To do this Euclidean distance operation we can "abuse" the new __matmul__ magic method. This method is invoked by the @ operator. Here's a short demo based on your code. Notice that I'm using x and y as the attributes, there's no good reason to mark them as private.

class Point:
    def __init__(self, x, y):
        self.x = x
        self.y = y

    def __repr__(self):
        return "Point({}, {})".format(self.x, self.y)

    def __add__ (self, other ):
        return Point(self.x + other.x, self.y + other.y)

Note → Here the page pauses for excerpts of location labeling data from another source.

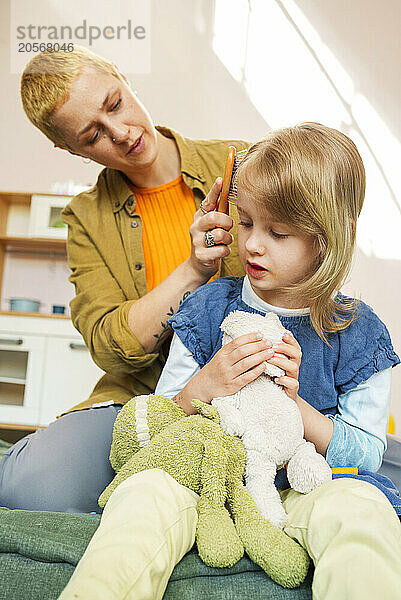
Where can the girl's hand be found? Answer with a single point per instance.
(205, 260)
(293, 353)
(237, 363)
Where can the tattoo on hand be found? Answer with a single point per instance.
(165, 326)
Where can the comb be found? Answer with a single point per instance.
(229, 189)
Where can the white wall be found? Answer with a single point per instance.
(190, 90)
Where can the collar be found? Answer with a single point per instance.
(191, 169)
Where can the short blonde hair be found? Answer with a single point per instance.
(312, 177)
(46, 83)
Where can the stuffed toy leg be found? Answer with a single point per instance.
(152, 432)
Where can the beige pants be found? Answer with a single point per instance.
(348, 527)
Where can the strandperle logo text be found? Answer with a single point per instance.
(84, 32)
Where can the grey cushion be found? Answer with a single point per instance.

    def __sub__ (self, other ):
        return Point(self.x - other.x, self.y - other.y)

    def __pow__(self, p):
        return Point(self.x ** p, self.y **p)

    def __abs__(self):
        d = self ** 2
        return (d.x + d.y) ** 0.5

    def __matmul__(self, other):
        ''' Euclidean distance between self & other '''
        return abs(self - other)

# Test

a = Point(5, 6)
b = Point(2, 2)
print(a + b)
print(a - b)
print(a @ b)

output

Point(7, 8)
Point(3, 4)
5.0

Answer 2

It does not make sense for the difference of two points to be a point. It seems the object you are trying to implement is in fact a vector.

Then the distance corresponds to the norm of a vector, implemented with __abs__ .

class Vector:
    def __init__(self, *args):
        self._coords = args

    def __add__(self, other):
        return Vector(*[x + y for x, y in zip(self._coords, other._coords)])

    def __sub__(self, other):
        return Vector(*[x - y for x, y in zip(self._coords, other._coords)])

    def __abs__(self):
        """Euclidian norm of the vector"""
        return sum(x**2 for x in self._coords) ** (1 / 2)

Example

v1 = Vector(1, 3)
v2 = Vector(4, -1)

print(abs(v2 - v1)) # 5.0

# Also works in higher dimensions
v3 = Vector(1, -1, 0)
v4 = Vector(4, 6, -2)

print(abs(v3 - v4)) # 7.87

Answer 3

Note that your definition of __pow__ is a bit nonstandard for vectors.

But as it is, the distance of two points p1 and p2 could be written as sum((p1 - p2)**2)**.5 . So we need your __pow__ method, your __sub__ method, and the only other addition is an __iter__ method which allows sum to work:

class Point:
    """A point in two-dimensional space."""

    def __init__(self, x, y):
        self._x = x
        self._y = y

    def __eq__(self, other):
        return self._x == other._x and self._y == other._y

    def __sub__(self, other):
        return Point(self._x - other._x, self._y - other._y)

    def __pow__(self, power):
        return Point(self._x**power, self._y**power)

    def __iter__(self):
        yield self._x
        yield self._y

    def distance(self, other):
        return sum((self - other)**2)**.5

p1 = Point(2, 3)
p2 = Point(5, -1)

print(p1.distance(p2))
Out: 5.0

That's the shortest way based on your existing code anyway. You could experiment further by adding a scalar multiplication method and an addition method and then defining sub as p1 + (-1)*p2 . You can also make things a bit easier on yourself by implementing a __repr__ method.

Answer 4

Your second class works for me. I do not see any issues with it:

In [9]: class Point_1(object):
   ...:     
   ...:     def __init__(self, x, y):
   ...:         self._x = x
   ...:         self._y = y
   ...:   
   ...:     
   ...:     def setX(self, x,y):
   ...:         self._x = x
   ...:         self._y = y
   ...:  
   ...:     def getX(self):
   ...:         return self._x,self._y
   ...:     
   ...:     
   ...:     def __sub__ (self, other ):
   ...:         return Point_1(self._x - other._x, self._y - other._y)
   ...:     
   ...:     def __pow__(self,p):
   ...:         return Point_1(self._x ** p, self._y **p)

And then:

In [14]: p1 = Point_1(10,4)
    ...: print(p1.getX())
    ...: 
    ...: p2 = Point_1(3,1)
    ...: print(p2.getX())
    ...: 
    ...: p3 = p1 - p2
    ...: 
    ...: 
(10, 4)
(3, 1)

In [15]: p3.getX()
Out[15]: (7, 3)

Call it vector or point or whatever, it seems to be doing what you want it to do.